Elbio já trabalhou em órgãos estaduais, federais, gerenciou dois hospitais e antes de fundar o Vinte Um era gerente de uma franquia dos Correios. “O problema é que meus filhos foram crescendo e vi a necessidade de montar algo em que eles pudessem trabalhar, juntamente comigo e com a minha esposa”.
A dúvida sobre a escolha do negócio permeou a rotina da família Soares por muito tempo, até que numa reunião familiar os cinco integrantes chegaram à conclusão de montar um bar que oferecesse música e diversão ao público. A ideia deu certo e o bar está na ativa há sete anos.
“Trabalhar em família possibilita maior tranquilidade em relação a controles. Cada um tem uma função pré-estabelecida e recebe para isso, e como estamos a tanto tempo na ativa, creio que posso considerar o empreendimento como de sucesso”, argumenta Elbio.
Cerca de 400 pessoas frequentam o bar em dias normais de programação. Conforme Elbio, desde sua fundação até hoje já passaram pelo local aproximadamente 700 mil pessoas.
“A família Vinte Um é muito bem estruturada, mas não perfeita. A atuação é muito clara, todos tem funções bem definidas. Uma recomendação para quem quer montar um negócio em família é que tenha noção de estrutura e que conte com pessoas que queiram trabalhar juntas. No meu caso deu certo, porque a minha família gosta do que faz”, reitera Elbio.
É assim com Altair Soares Pereira, 56, que desde 1993 trabalha com compra e venda de cocos verdes. Ele e os filhos Thales, 21, e Lincoln, 19, tem no comércio da água de coco o sustento diário.
Altair morava em Araçatuba (SP) e veio para Campo Grande em 1991, se tornando gerente de empresa. Mas o anseio em ter um negócio próprio falava mais alto e ele decidiu abandonar a profissão para vender água de coco num trailer na avenida Afonso Pena.
Inicialmente ele comprou mil cocos e os vendeu num fim de semana. “A venda desses mil cocos me garantiu o lucro que eu ganhava como gerente em um mês”.
Hoje, o comerciante tem um trailer ao lado da Câmara de Vereadores e costuma vender mais de 200 cocos por dia. Com o que ganha vendendo água de coco, Altair conseguiu conquistar imóvel e não passa necessidade.

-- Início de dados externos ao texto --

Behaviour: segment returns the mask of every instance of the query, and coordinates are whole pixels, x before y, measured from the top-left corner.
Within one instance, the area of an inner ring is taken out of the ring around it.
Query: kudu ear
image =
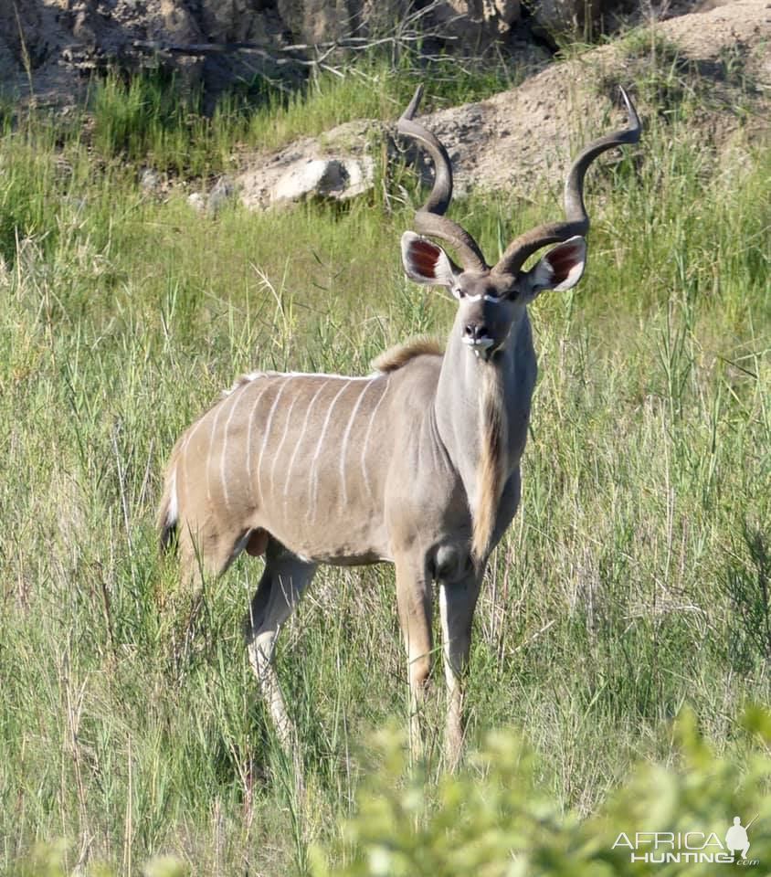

Ele decidiu trabalhar com os filhos, pois são as únicas pessoas em quem confia. “E nesse ramo, o empreendimento em família tem mais chances de dar certo”.
Cabide - Muitas empresas acabam transformando o ambiente de trabalho numa grande reunião familiar, mas para admitir familiares sem criar cabide de empregos é extremamente importante que o proprietário do negócio tenha discernimento e visão para o empreendimento. “Se der abertura para contratar pessoas da família e não realizar avaliação criteriosa, realmente vira uma bagunça o processo”, analisa Rosângela.
A preparação dos herdeiros para assumir cargos de comando deve começar de baixo para cima, ou seja, dos serviços administrativos até cargos com maior significância. “Se todas as empresas familiares pensassem da mesma forma que pensam ao agir com qualquer colaborador que não tem um laço familiar, a coisa funcionaria”, assegura a consultora do Sebrae/MS.
Por conta disso, uma empresa familiar deve levar em consideração se os familiares contratados são competentes, hábeis e se tem atitude. Essa tríade analisa se a pessoa tem conhecimento da função, se sabe fazer e, a partir de então, se está adequada ao cargo.
No La Riviera Buffet e Eventos, a família Zandavalli sabe exatamente que a receita do sucesso é atender o cliente como se o atendimento estivesse sendo feito para alguém da própria família. É o que conta Thiago Zandavalli de Figueiredo, 29.
O primeiro empreendimento dele, do irmão Gustavo, de suas esposas e dos pais foi uma panificadora montada em maio de 2003. Na época, Gustavo morava no Rio de Janeiro e exercia a função de fuzileiro naval. Ele abandonou tudo ao acreditar no projeto de negócio da família, arriscando o pouco que tinha.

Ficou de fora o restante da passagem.